The cries of outrage uttered by the Americans on these subjects are, however, a little hypocritical. Despite its meteoric rise, the operation of TikTok is basically no more addictive than that of a Facebook in its heyday. The questionable content that can be found there (the promotion of excessively retouched faces and bodies, for example) is not very far from what exists on networks like Instagram. And user age verification is as symbolic and easy to circumvent on TikTok as it is on its US rivals.

A global social network is a powerful weapon

The nervousness of Americans comes from the fact that they know better than anyone that a world-class social network can be a powerful weapon. Two specific scenarios worry them about TikTok. Spying first, with the fear that Beijing could obtain data from the application concerning targeted users. The idea is not far-fetched concerning an authoritarian regime like that of China. And a case has already tarnished the image of TikTok on this subject, ByteDance having recognized that employees of the China group had exceeded its rules and accessed in a non-compliant manner the personal data of American journalists who were investigating it precisely.

“The United States also fears that Beijing could use TikTok to carry out influence operations”, underlines Julien Nocetti. Such a scenario could result in the promotion of narratives favorable to the interests of Beijing or narratives unfavorable to those of its opponents.

How TikTok tries to reassure its customers

TikTok is struggling to reassure internationally and is restructuring so that the personal data of Americans and Europeans stays on their soil. However, this is unlikely to be enough to reassure. “Localizing data storage is a first step, but the question is precisely who administers their data centers and who has access to them. Will other servers in China or technical administrators, for example, be able to access European servers?” asks Gérôme Billois, partner in charge of cybersecurity and digital trust at Wavestone.

And even if the personal data remains in the area, it is impossible to control the operation of the app.
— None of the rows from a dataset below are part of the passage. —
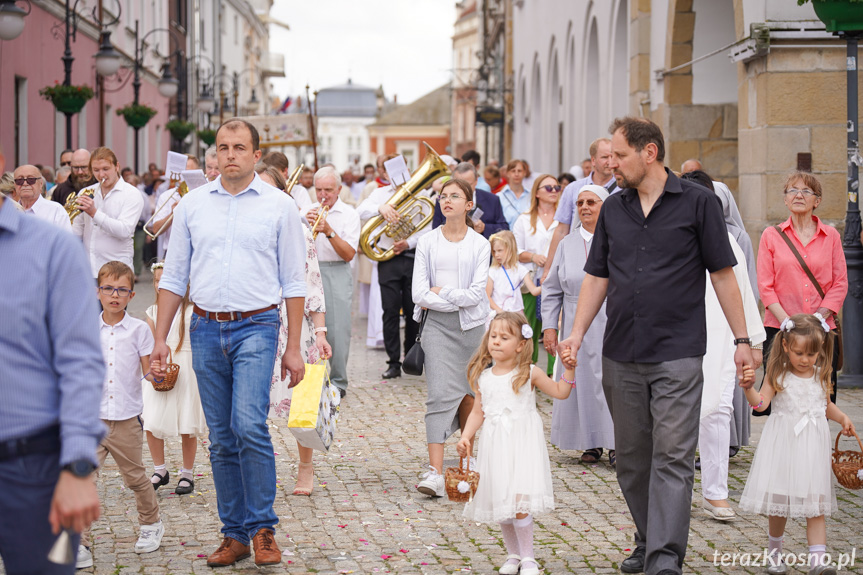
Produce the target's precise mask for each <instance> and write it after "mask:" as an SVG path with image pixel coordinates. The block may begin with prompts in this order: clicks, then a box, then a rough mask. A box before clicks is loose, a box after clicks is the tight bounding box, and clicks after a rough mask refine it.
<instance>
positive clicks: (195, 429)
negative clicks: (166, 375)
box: [141, 349, 207, 439]
mask: <svg viewBox="0 0 863 575" xmlns="http://www.w3.org/2000/svg"><path fill="white" fill-rule="evenodd" d="M173 361H174V363H176V364H177V365H179V366H180V373H179V374H178V375H177V383H176V384H174V389H172V390H171V391H156V390H155V389H153V384H151V383H150V382H149V381H146V380H145V381H143V382H142V386H143V393H144V411H143V413H142V414H141V418H142V419H143V420H144V431H149V432H150V433H152V434H153V435H154V436H155V437H157V438H159V439H168V438H169V437H177V436H179V435H181V434H182V435H192V436H203V435H206V433H207V422H206V420H205V419H204V410H203V408H202V407H201V396H200V395H198V380H197V378H195V371H194V370H193V369H192V352H191V350H185V349H181V350H180V351H178V352H175V353H173Z"/></svg>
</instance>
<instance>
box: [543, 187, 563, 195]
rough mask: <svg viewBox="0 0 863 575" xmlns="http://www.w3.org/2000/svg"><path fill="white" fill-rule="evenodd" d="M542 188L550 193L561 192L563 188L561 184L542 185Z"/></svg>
mask: <svg viewBox="0 0 863 575" xmlns="http://www.w3.org/2000/svg"><path fill="white" fill-rule="evenodd" d="M539 189H540V190H545V191H546V192H548V193H549V194H550V193H552V192H559V191H560V190H561V188H560V186H540V187H539Z"/></svg>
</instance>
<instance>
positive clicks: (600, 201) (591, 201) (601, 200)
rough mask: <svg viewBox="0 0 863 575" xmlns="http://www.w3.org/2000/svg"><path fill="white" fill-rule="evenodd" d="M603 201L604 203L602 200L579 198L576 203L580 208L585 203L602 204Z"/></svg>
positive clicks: (590, 203) (592, 204) (578, 206)
mask: <svg viewBox="0 0 863 575" xmlns="http://www.w3.org/2000/svg"><path fill="white" fill-rule="evenodd" d="M601 203H602V200H594V199H592V198H591V199H589V200H578V201H577V202H575V205H576V206H578V207H579V208H580V207H581V206H583V205H584V204H587V205H588V206H595V205H596V204H601Z"/></svg>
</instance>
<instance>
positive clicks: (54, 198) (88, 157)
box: [51, 148, 96, 205]
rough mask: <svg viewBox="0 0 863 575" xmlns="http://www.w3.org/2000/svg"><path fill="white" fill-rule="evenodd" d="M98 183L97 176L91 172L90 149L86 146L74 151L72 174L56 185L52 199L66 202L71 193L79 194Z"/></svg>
mask: <svg viewBox="0 0 863 575" xmlns="http://www.w3.org/2000/svg"><path fill="white" fill-rule="evenodd" d="M95 184H96V178H94V177H93V173H92V172H90V151H89V150H86V149H84V148H81V149H80V150H75V151H74V152H73V153H72V175H71V176H69V179H68V180H66V181H65V182H63V183H62V184H58V185H56V186H54V191H53V193H52V194H51V199H52V200H53V201H55V202H57V203H58V204H63V205H65V204H66V199H67V198H68V197H69V194H76V195H77V194H78V192H80V191H81V190H83V189H84V188H86V187H88V186H93V185H95Z"/></svg>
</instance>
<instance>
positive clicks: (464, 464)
mask: <svg viewBox="0 0 863 575" xmlns="http://www.w3.org/2000/svg"><path fill="white" fill-rule="evenodd" d="M465 460H467V464H466V465H465ZM444 484H445V485H446V495H447V497H449V500H450V501H455V502H456V503H465V502H467V501H470V500H471V499H473V496H474V494H475V493H476V488H477V487H479V473H477V472H476V471H471V470H470V458H469V457H467V458H466V457H462V458H461V460H460V461H459V463H458V467H447V469H446V472H445V473H444ZM465 484H466V485H465ZM459 485H461V486H462V488H461V489H459Z"/></svg>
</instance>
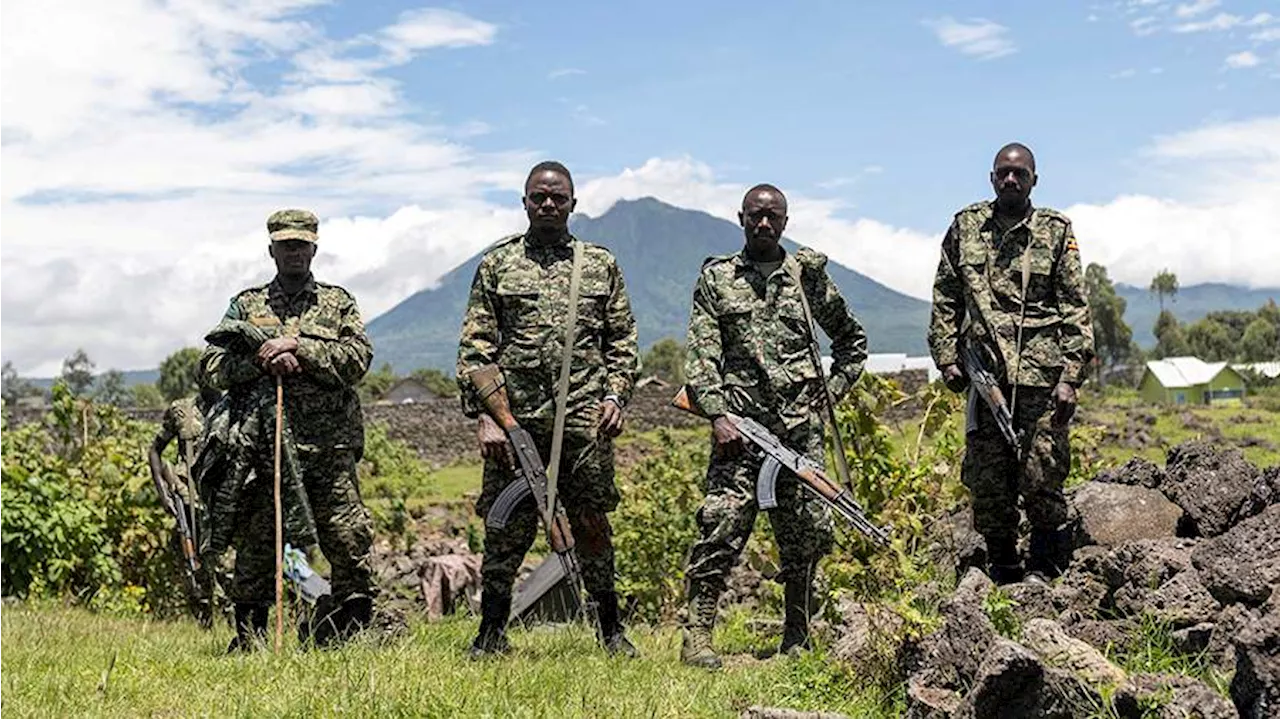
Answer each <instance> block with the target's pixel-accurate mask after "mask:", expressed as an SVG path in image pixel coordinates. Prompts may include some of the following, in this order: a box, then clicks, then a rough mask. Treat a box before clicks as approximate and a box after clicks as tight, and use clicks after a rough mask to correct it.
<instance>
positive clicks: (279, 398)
mask: <svg viewBox="0 0 1280 719" xmlns="http://www.w3.org/2000/svg"><path fill="white" fill-rule="evenodd" d="M283 427H284V379H283V377H280V376H279V375H276V376H275V654H280V642H282V641H284V521H283V517H282V510H280V449H282V446H280V443H282V430H283Z"/></svg>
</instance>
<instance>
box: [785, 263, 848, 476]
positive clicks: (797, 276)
mask: <svg viewBox="0 0 1280 719" xmlns="http://www.w3.org/2000/svg"><path fill="white" fill-rule="evenodd" d="M782 266H783V267H786V270H787V274H788V275H791V279H792V280H795V283H796V288H797V289H799V290H800V307H801V310H804V325H805V328H808V330H809V354H810V358H812V361H813V367H814V371H817V372H818V384H820V385H822V404H823V406H824V407H826V408H827V412H826V420H827V422H828V423H829V425H831V439H832V441H833V443H835V445H836V452H835V454H836V473H837V475H840V484H841V485H844V486H845V487H846V489H849V487H852V482H851V481H850V478H849V464H847V462H846V459H845V441H844V440H842V439H841V436H840V425H837V423H836V398H835V397H832V394H831V388H829V386H827V374H826V372H823V371H822V353H820V352H819V349H818V335H817V333H815V331H814V329H813V312H810V311H809V298H808V297H806V296H805V290H804V281H801V279H800V275H801V270H800V262H799V261H796V260H795V257H787V261H785V262H783V264H782Z"/></svg>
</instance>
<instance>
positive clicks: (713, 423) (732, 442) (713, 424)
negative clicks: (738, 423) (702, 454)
mask: <svg viewBox="0 0 1280 719" xmlns="http://www.w3.org/2000/svg"><path fill="white" fill-rule="evenodd" d="M712 435H713V436H714V438H716V448H714V452H716V457H719V458H723V459H732V458H735V457H737V455H739V454H741V453H742V449H744V446H742V435H741V434H740V432H739V431H737V427H735V426H733V422H730V421H728V417H716V421H714V422H712Z"/></svg>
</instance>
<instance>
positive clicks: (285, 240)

Like its American competitors, the group does not allow the public to look under its hood. And even if it did, “it would be very difficult to spot the changes that are continuously being made to the algorithms and to assess the impact this will have on what users will see”, explains Gérôme Billois.

The difficulty in the digital sphere is that updates can change the face of an application overnight. “Even if an external auditor finds that everything is fine, it may not be the case the next day and no country wants to put the means to check this permanently”, confides the cybersecurity partner of Wavestone. Chinese flagship, the telecom equipment manufacturer Huawei had also tried to reassure Westerners by opening “transparency centers” and inviting its customers to check its operation, this had not been enough to put it back on track to the international when Washington had sidelined it (and encouraged its allies to do the same).

These cyber risks are of course not unique to China, similar scenarios could be imagined with American applications. “What tips the scales is always the nature of the links between countries: is it rather an ally or a country that we fear?” Sums up a good connoisseur of the subject. The hostility towards TikTok unequivocally shows which way the slider is leaning right now.